Lycorhinus(しばしば「オオカミの鼻先」と訳される名)は、ヘテロドントサウルス科に分類される小型の鳥盤類恐竜の属である。南部アフリカで見つかった断片的な化石から知られ、三畳紀–ジュラ紀境界ごろに生息していた。Lycorhinus の最もよく知られる特徴は異歯性の歯列で、顎の前方には角質のくちばしがあり、その後方に単純なすりつぶし用の頬歯が並び、さらに上顎または下顎の前方には、犬歯のように大きく発達した歯がある。この複数の歯型の組み合わせは、鳥盤類における初期の摂食様式の変化を考えるうえで重要な分類群として Lycorhinus を位置づけている。
特徴
他のヘテロドントサウルス科と同様に、Lycorhinus はくちばし状の吻部と、その後方で分化した歯をあわせ持っていた。頬歯は植物質を切り裂く、あるいはすりつぶすのに適しており、前方の発達した歯は、誇示、種の識別、防御、またはときどき動物質を扱うために用いられた可能性がある。四肢の比率と骨盤の構造からは、小型で機敏な二足歩行の動物で、重い採食よりも素早い移動に適応していたことが示される。全体の形態は、主として草食でありながら、季節的あるいは機会的に雑食へ傾く余地もあったことを示唆する。
発見と命名
Lycorhinus に割り当てられる化石は、南部アフリカの堆積層、特に広義のカラハリ盆地に含まれる堆積物から、20世紀初頭に初めて報告された。初期の記載では、この特異な歯列が強調され、食性や行動についての議論が促された。材料がしばしば断片的であるため、この属は、新しい標本やヘテロドントサウルス科の比較研究が進むにつれて、再検討と再評価を受けてきた。
分類と系統関係
Lycorhinus は通常、ヘテロドントサウルス科に置かれる。このグループは、小型の基盤的鳥盤類からなるクレードで、異歯性の歯と、原始的特徴と派生的特徴が入り混じった構造によって特徴づけられる。ヘテロドントサウルス科は、初期鳥盤類の多様化や、恐竜における草食化の起源を理解するうえで重要な手がかりを与える。一般的な背景については、ヘテロドントサウルス科の概説や、属レベルの要約であるLycorhinusを参照するとよい。三畳紀および前期ジュラ紀の動物相を含む比較研究は、初期鳥盤類の中での位置づけや、中生代生態系における役割を明らかにするのに役立つ(前期ジュラ紀の動物相研究)。
古生物学と意義
すりつぶしに適した頬歯と、目立つ犬歯状の歯の組み合わせは、食性に柔軟性があったことを示している。基本的には草食で、時に昆虫やほかの小さな対象を補助的に食べていた可能性はあるが、直接的な胃内容物の証拠はない。南半球産の初期ヘテロドントサウルス科として比較的よく知られる属の一つである Lycorhinus は、歯の進化、摂食機構、そして三畳紀末の後に初期鳥盤類が変化する環境へどのように適応したかを研究するうえで貢献している。

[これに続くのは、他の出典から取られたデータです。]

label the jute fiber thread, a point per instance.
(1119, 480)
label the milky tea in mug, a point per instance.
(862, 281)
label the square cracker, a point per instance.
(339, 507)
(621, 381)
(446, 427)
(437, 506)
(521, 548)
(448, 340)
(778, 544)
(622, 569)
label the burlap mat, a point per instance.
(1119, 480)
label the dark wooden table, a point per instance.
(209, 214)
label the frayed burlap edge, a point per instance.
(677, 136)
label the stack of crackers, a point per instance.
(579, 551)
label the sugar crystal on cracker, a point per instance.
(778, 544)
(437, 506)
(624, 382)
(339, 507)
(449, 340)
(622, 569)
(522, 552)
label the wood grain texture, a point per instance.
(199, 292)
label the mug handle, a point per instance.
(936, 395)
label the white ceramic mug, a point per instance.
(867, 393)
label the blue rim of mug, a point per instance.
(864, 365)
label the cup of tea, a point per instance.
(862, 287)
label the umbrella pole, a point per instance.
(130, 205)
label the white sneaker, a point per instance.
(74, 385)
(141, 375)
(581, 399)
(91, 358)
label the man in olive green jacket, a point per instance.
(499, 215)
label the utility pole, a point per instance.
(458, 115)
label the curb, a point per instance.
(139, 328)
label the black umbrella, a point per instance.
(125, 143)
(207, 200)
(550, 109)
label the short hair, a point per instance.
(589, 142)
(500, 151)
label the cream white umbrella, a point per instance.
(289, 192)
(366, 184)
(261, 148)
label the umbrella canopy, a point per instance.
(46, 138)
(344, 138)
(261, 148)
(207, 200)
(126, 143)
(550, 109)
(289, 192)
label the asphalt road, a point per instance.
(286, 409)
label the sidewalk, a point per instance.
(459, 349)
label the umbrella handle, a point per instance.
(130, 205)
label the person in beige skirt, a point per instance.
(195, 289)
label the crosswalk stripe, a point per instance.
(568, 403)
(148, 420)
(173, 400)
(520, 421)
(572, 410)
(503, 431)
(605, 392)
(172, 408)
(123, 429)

- くちばし、頬歯、犬歯状の歯を組み合わせた特徴的な異歯性の歯列
- 機敏な動きに適した、小型でおそらく二足歩行の体つき
- 初期鳥盤類の進化と食性変化を研究するうえで重要
その解剖学的特徴の多くはいまだ十分には分かっておらず、分類上の細部には議論も残るが、Lycorhinus は初期恐竜の多様性と、鳥盤類の草食化に伴って生じた歯の形態の実験を示す示唆的な例であり続けている。